This is a topic of recent interest, which could mean that it crops up in a paper somewhere, but thus far the College has not asked about it in the SAQs. Given the very tenuous association of intensive care medicine with this largely mild illness, its appearance in the SAQs would be fairly unlikely, or sadistic and unexpected. However, some Zika-related stuff could appear at some stage. In view of this, a brief overview of this disease is offered here.
Virology and pathology of Zika virus
- Known since 1947
- Named after the East African rain forest where it was discovered
- Transmitted by the Aedes mosquito which also transmit Dengue and yellow fever. This is a daytime vector, in contrast to the mainly nocturnal Anopheles sp.
- ccording to Baombe (2016), interiors of planes are fumigated upon return form at-risk areas, which prevents the mosquito-borne spread of the disease in developed countries
- Apart from monsquitos, Zika is spread by body fluids and is present in them long after the clinical course of the disease is completed
- Developmental defects in the foetus (microencephaly) and the possibility of sexual transmission have been the major sources of media attention.
History and clinical features
- As the physician looking at a case of non-specific viral-sounding illness in a returnign traveller, the follwoing historical data will be of interest:
- Travel history (compared with the epidemiological map)
- Features sugestive of malaria (eg. jaundice, dark urine, history of malarial prophylaxis)
- Features suggestive of Dengue (eg. severe arthralgias)

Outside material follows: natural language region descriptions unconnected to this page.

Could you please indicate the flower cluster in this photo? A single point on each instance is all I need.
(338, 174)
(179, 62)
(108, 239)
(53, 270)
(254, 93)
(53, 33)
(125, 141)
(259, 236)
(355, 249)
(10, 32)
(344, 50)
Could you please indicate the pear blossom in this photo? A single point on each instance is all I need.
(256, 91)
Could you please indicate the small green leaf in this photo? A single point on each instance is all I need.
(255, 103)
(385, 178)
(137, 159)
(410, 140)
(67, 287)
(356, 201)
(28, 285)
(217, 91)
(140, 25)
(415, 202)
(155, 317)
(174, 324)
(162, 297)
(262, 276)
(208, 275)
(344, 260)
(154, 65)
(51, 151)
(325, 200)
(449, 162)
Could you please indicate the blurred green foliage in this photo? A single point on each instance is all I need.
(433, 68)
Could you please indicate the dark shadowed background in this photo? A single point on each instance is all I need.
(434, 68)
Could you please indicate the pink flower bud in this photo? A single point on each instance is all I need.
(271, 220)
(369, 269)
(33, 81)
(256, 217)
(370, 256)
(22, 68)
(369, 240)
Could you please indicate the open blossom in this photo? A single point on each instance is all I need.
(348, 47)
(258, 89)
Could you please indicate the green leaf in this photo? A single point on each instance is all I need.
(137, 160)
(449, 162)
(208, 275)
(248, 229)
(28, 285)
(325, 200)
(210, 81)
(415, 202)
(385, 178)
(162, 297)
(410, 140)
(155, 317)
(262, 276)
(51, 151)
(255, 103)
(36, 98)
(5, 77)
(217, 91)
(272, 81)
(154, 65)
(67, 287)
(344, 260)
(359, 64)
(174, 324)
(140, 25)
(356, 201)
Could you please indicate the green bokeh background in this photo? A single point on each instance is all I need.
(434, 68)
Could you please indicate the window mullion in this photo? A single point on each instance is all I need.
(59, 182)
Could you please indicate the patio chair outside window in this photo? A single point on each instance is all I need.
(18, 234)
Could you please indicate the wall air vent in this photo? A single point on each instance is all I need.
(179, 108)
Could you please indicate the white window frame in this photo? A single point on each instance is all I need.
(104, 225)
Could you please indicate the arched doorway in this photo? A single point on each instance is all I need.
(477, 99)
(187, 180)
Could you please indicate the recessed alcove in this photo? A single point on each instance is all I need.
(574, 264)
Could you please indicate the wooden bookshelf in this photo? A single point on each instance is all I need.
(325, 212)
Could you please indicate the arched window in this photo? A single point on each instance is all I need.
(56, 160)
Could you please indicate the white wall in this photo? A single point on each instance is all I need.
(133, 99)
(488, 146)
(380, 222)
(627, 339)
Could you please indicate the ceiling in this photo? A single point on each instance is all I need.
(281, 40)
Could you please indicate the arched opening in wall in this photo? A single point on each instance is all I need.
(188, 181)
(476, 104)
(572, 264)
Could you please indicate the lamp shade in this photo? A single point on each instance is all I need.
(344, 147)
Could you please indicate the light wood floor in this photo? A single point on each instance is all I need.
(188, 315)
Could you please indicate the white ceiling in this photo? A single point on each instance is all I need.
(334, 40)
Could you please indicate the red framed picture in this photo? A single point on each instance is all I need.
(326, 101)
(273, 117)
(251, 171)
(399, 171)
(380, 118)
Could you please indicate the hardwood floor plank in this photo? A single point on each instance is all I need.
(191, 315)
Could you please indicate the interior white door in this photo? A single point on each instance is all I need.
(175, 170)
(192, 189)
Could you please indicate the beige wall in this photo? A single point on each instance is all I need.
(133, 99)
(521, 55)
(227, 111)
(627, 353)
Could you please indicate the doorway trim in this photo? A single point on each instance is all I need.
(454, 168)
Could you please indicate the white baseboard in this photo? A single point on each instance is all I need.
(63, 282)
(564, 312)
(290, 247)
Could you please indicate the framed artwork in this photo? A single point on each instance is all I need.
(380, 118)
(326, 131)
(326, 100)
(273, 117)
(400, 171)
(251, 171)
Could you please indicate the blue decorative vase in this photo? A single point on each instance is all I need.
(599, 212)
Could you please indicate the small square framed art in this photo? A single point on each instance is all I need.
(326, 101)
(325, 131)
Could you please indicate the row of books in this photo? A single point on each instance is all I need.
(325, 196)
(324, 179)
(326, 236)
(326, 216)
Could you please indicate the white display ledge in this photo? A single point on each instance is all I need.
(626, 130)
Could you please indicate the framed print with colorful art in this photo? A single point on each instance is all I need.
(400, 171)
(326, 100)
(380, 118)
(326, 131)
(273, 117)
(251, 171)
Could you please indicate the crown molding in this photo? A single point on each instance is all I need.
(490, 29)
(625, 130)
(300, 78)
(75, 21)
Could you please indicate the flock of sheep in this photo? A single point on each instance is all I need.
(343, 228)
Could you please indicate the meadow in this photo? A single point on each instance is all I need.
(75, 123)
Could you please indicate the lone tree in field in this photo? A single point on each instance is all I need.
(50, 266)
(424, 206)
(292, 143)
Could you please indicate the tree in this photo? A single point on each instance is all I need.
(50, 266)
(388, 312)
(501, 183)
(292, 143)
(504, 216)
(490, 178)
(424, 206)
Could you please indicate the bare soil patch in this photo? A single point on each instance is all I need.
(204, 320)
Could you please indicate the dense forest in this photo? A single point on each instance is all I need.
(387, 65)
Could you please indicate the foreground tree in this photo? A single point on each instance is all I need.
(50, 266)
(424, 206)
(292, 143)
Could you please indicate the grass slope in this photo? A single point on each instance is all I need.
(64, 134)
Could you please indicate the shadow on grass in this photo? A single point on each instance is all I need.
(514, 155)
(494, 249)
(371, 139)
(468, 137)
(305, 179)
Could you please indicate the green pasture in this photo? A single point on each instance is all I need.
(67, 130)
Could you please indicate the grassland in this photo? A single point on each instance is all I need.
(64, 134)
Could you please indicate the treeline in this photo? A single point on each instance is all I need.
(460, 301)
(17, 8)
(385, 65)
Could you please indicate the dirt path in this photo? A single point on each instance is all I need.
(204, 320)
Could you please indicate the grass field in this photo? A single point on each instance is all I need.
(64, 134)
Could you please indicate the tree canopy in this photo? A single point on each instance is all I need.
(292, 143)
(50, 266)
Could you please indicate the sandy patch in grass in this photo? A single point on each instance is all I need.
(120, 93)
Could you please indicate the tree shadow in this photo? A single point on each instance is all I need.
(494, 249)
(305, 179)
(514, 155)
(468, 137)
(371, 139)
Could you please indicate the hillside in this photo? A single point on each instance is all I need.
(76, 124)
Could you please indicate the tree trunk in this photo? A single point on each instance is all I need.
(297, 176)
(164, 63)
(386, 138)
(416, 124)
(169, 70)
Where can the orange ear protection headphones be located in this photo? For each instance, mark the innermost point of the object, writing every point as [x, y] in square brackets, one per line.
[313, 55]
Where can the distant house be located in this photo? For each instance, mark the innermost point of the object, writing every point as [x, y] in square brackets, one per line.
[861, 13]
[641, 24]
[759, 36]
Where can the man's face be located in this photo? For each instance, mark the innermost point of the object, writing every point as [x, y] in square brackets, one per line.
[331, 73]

- Features which may raise suspicion of Ebola
- Essentially, all the mentioned diseases can look like Zika but have a much higher case fatality rate.
- Symptoms are similar to Dengue and malaria:
- skin rash (maculopapular)
- eye pains
- 80% of infections may be asymptomatic
Characteristic findings on investigation
- Laboratory diagnosis is based on detection of ZIKV RNA by polymerase chain reaction (PCR) in blood.
- Viraemia only persist for ~ 5 days
- Viral load is usually low
- Serological diagnosis is difficult: antibodies to flaviviridae all tend to cross-react and are non-virus-specific
Zika-associated Guillain–Barré Syndrome
- Virtually all of the data on this entity comes from a case-control study from a Zika-associated GBS outbreak in French Polynesia (Cao-Lormeau et al, 2016). 42 patient cases were reviewed.
- The risk of GBS was estimated at 0.24/1000 ZIKV infections.
- By comparison, the risk with other illnesses is much greater. It is around 0.25-0.65/1000 for Campylobacter infections and 0.6-2.2 for CMV, i.e. GBS is over ten times as likely with CMV as with Zika.
- Median time to onset of neurological symptomswas 6 days since the beginning of the clinically apparent Zika illness
- The progression of symptoms is very rapid, also about 6 days.
- Cranial nerve involvement is to be expected
- The electrophysiology findings are consistent with acute motor axonal neuropathy (AMAN).
- ICU stay was very long, median was 51 days.
- Treatment is the same as for any GBS: 2g/kg of IV immunoglobulin over 5 days
Issues of concern:
- When Zika outbreaks occur, they tend to be in resource poor areas
- The case load is sually high
- In spite of low GBS case inciudence rate, in outbreaks there may be numerous simultaneous GBS presentations
- In resource-poor areas, such outbreaks of GBS may strain local (small-scale) critical care resources, particularly as the patients tend to stay ventilated for many weeks. This needs to be planned for: according to Thiery et al, "the French West Indies preparedness plan has expected 160 GBS cases including 40 requiring ICU admission for a global population of 800,000 inhabitants"
Apart from GBS, Zika has also been associated with an encephalitis (in two cases, a 81 year old Parisian man and a 15-year-old girl from the French West Indies.